Grand History of the Curonian Spit

You might have never heard of the Curonian Spit before visiting or traveling the Baltic Sea. Viewed from above, this curious, long and thin sand dune peninsula is a true marvel. It measures roughly 98 kilometers in length and it separates the Curonian Lagoon from the Baltic Sea. Interestingly, because the Spit starts at the Sambian Peninsula - which is in Russia’s Kaliningrad Oblast - and ends at the city of Klaipeda in Lithuania, the spit is both a part of Lithuania and Russia. The Russian portion of the spit measures some 46 kilometers in length. The Curonian Spit is 400 meters at its narrowest point and 3 800 meters at its widest point.

The Curonian Spit has a long and interesting history. It first appears in Baltic mythology where it is said that a strong girl called Neringa formed it when playing on the sea shore. It is said to date back about 5000 years ago and early evidence suggests that it was once the location of a major pagan trading center known as Kaup. By the 13th century, it was inhabited by Teutonic Knights who chose to build castles at Memel, Neuhausen and Rossitten. Today these places are small towns. When the spit was first inhabited, it was filled with all sorts of vegetation and animals. However, by the 16th century, immense deforestation and overgrazing resulted in the sudden release and shifting of the dunes. By the 18the century, entire villages were being buried and the Prussian government was forced to take action. Their plan of action was a large-scale reforestation and re-vegetation project which commenced in 1825 and has been largely successful.

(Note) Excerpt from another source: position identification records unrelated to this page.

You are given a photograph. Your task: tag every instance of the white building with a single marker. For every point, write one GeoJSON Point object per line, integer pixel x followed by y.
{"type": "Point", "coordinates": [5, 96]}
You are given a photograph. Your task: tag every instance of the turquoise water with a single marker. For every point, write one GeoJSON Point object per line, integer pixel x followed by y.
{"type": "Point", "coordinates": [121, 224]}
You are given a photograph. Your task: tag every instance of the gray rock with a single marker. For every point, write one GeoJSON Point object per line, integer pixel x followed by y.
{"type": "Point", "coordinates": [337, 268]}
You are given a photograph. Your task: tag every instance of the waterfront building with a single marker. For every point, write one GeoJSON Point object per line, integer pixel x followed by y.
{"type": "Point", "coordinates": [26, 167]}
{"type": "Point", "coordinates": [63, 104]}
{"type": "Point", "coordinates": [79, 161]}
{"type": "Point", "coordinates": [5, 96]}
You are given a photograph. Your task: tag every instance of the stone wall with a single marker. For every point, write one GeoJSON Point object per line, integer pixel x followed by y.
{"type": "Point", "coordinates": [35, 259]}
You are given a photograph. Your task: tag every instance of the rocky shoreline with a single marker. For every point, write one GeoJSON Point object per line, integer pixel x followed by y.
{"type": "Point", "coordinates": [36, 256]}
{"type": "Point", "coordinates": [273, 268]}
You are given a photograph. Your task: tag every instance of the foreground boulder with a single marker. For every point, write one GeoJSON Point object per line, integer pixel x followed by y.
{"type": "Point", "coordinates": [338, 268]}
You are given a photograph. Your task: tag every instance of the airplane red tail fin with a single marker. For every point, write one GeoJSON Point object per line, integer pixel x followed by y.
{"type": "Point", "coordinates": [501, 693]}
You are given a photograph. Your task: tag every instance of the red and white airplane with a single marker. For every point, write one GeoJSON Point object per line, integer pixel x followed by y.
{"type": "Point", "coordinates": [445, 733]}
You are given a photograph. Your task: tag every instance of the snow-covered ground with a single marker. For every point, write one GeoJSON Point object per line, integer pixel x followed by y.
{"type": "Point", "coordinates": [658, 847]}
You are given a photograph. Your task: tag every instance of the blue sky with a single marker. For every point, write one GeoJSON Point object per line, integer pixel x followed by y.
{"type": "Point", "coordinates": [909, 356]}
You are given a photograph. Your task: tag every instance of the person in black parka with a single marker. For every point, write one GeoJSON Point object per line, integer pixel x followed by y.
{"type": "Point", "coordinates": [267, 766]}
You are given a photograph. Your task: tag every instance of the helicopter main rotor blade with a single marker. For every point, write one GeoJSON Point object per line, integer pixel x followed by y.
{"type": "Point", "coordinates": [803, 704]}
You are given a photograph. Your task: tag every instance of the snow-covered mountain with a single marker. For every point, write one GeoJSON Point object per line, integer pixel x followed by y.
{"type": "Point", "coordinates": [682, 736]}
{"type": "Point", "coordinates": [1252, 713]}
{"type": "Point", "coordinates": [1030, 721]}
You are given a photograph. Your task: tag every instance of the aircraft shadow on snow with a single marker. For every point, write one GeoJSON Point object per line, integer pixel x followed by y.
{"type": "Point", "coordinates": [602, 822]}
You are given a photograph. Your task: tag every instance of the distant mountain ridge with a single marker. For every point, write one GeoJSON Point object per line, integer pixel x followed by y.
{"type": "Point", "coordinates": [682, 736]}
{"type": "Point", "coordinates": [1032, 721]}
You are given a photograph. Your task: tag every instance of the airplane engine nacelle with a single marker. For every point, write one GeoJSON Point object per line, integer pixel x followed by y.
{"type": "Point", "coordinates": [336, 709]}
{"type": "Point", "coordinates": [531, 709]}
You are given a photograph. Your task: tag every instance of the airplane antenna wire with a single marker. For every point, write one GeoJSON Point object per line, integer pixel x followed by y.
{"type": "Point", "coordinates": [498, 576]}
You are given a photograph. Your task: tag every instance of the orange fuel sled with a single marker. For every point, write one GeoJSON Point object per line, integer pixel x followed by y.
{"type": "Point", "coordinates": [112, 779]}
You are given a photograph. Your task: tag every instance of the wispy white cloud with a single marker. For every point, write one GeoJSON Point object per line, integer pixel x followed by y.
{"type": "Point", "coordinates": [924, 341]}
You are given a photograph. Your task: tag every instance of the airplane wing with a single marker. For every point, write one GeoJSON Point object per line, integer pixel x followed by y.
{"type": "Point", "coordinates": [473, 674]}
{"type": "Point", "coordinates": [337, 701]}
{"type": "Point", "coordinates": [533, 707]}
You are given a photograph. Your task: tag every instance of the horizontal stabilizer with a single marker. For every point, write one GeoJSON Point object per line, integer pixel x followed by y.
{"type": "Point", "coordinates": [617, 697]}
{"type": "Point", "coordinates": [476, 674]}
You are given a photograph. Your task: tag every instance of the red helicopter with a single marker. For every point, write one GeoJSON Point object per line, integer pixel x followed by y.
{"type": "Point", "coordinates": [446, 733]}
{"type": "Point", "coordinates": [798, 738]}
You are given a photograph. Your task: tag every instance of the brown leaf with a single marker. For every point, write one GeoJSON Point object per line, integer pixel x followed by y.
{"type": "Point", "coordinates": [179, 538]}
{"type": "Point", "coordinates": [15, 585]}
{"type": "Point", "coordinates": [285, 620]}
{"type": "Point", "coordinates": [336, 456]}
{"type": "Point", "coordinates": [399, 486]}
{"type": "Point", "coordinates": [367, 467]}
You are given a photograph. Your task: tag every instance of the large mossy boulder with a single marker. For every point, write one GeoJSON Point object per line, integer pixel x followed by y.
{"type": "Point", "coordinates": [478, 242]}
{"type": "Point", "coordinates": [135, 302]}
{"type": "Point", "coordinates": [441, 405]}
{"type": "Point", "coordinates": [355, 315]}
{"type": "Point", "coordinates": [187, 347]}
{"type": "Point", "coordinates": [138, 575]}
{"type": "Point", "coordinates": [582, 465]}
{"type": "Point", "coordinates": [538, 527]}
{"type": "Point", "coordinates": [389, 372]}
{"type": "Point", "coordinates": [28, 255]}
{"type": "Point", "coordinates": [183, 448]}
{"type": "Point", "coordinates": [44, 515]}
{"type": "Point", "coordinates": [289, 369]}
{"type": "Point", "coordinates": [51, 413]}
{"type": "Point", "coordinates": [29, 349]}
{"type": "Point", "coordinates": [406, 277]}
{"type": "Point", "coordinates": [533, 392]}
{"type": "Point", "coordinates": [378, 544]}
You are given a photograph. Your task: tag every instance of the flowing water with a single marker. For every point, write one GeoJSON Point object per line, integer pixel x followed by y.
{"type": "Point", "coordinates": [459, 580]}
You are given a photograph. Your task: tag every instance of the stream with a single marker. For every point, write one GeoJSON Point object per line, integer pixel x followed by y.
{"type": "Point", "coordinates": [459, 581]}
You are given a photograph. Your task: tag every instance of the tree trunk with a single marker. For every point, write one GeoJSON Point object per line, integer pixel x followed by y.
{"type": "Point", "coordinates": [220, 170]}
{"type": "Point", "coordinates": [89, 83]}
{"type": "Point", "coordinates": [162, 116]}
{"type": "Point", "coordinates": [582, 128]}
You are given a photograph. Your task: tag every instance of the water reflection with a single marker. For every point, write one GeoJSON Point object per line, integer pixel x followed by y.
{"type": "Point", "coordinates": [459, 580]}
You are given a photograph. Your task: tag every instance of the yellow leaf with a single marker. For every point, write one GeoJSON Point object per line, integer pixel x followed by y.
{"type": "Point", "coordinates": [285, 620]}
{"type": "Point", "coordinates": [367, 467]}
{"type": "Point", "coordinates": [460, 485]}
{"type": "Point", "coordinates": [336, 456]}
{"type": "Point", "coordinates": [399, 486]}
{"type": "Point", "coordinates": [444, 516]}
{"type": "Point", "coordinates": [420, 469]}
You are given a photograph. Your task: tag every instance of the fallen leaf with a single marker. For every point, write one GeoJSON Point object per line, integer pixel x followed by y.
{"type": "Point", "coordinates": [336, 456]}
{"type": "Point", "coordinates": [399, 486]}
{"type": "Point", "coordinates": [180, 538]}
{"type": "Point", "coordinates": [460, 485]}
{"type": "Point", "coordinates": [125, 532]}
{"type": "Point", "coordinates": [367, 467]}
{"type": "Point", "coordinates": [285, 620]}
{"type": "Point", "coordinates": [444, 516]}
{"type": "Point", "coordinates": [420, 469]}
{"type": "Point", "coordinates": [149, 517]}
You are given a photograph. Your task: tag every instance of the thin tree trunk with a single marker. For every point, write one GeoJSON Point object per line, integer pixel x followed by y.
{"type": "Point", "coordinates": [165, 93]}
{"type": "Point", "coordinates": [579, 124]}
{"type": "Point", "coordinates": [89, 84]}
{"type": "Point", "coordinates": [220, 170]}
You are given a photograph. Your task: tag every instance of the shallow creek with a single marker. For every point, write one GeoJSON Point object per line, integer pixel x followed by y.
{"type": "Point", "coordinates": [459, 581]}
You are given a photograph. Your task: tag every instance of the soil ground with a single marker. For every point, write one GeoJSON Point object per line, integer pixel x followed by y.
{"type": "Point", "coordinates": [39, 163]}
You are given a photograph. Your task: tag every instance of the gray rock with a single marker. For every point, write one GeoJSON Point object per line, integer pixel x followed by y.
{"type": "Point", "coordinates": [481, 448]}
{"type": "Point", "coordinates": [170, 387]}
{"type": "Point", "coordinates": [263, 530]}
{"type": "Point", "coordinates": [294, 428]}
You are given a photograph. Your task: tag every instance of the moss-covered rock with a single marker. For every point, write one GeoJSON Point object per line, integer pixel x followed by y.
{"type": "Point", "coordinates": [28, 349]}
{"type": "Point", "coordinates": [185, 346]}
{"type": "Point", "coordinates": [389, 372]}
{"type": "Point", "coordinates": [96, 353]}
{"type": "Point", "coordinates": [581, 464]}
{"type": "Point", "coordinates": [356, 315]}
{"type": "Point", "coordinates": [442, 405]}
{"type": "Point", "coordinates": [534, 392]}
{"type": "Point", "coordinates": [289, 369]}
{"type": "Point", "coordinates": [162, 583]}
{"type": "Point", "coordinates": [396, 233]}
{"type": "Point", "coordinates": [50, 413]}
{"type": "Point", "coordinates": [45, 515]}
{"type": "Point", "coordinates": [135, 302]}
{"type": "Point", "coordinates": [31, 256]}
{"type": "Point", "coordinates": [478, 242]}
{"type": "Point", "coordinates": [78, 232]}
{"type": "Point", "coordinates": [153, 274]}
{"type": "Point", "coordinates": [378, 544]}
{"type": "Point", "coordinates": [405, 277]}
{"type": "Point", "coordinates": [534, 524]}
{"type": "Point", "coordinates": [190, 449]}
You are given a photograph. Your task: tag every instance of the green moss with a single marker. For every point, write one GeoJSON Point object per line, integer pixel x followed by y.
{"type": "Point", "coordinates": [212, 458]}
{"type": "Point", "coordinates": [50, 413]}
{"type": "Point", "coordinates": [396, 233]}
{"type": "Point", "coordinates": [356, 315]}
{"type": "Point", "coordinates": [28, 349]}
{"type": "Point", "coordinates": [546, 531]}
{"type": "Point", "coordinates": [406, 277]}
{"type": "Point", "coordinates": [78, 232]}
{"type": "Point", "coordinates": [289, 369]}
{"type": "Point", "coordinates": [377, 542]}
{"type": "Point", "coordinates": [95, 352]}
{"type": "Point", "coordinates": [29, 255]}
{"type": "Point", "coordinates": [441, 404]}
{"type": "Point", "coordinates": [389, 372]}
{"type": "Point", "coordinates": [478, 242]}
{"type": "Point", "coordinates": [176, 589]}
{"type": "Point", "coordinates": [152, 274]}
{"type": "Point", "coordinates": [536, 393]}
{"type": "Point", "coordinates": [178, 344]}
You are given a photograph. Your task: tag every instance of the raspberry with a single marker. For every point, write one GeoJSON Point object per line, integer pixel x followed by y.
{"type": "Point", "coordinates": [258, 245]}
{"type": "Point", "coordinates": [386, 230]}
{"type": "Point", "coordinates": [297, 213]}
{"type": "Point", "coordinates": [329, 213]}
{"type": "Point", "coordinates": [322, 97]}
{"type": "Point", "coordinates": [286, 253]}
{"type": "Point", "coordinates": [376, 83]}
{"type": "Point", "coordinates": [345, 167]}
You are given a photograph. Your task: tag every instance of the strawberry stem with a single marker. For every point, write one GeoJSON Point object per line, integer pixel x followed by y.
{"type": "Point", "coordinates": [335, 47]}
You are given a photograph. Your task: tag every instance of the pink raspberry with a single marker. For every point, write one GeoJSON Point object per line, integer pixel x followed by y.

The Curonian Spit is named after the Curonians, a German minority who were once the primary inhabitants of the spit. Today they are virtually non-existent and the spit is mainly colonized by German’s who either live here or who choose to holiday at the spit. Today the Curonian Spit is known as having some of the highest (sometimes as high as 60 m) drifting sand dunes in Europe. The northern shoreline is a popular holiday area as the beaches are frequented by tourists from surrounding areas. Much of the rest of the spit has been made into a series of national parks. There are also a number of small settlements and towns on the spit. The entire spit can be navigated from a single road and you can catch a car ferry to the Lithuanian mainland if you so desire. Despite it’s ‘squeaky clean’ image, there are several environmental concerns which affect the Curonian Spit. For example, the sea and coastline are often polluted by tourists and fishermen and over-fishing is a concern. The construction of the D6 oil platform is situated only a few kilometers from the spit and any oil spills would certainly negatively affect the area. If you decide to visit the Curonian Spit in Russia, take care to pay careful attention to the environment to ensure that your visit makes as little impact as possible.